In all patients, SD OCT allowed for direct correlation of morphologic retinal changes to functional assessed in microperimetry, as well as to pathophysiological imaged by FA. A functional deficit secondary to diabetic retinal alterations assessed by microperimetry did not correlate to the corresponding amount and pattern of dye leakage seen in late phase FA images. However, morphologic findings in OCT, such as location and volume of cysts or presence of neuro-retinal detachment, had a direct predictive value for functionality. Furthermore, the level of integrity of the neuro-sensory retinal layers imaged by OCT corresponded to functional changes in MP in a more reliable way than the corresponding vascular leakage in FA.

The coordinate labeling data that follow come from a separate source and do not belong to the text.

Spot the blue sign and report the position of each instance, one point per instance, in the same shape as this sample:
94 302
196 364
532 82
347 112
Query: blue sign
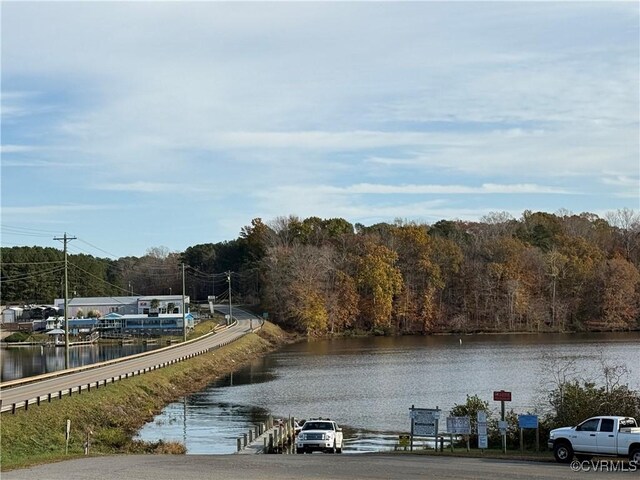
528 421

Leakage as seen in FA alone does not reflect the presence and extent of functional loss in patients with diabetic macular edema. This is probably due to FA’s lack of ability to visualize morphologic alterations, such as neuro-retinal detachments and disturbed retinal layer integrity. Microperimetry proved to be the most essential diagnostic tool in evaluating a retinal functional loss secondary to diabetic retinopathy.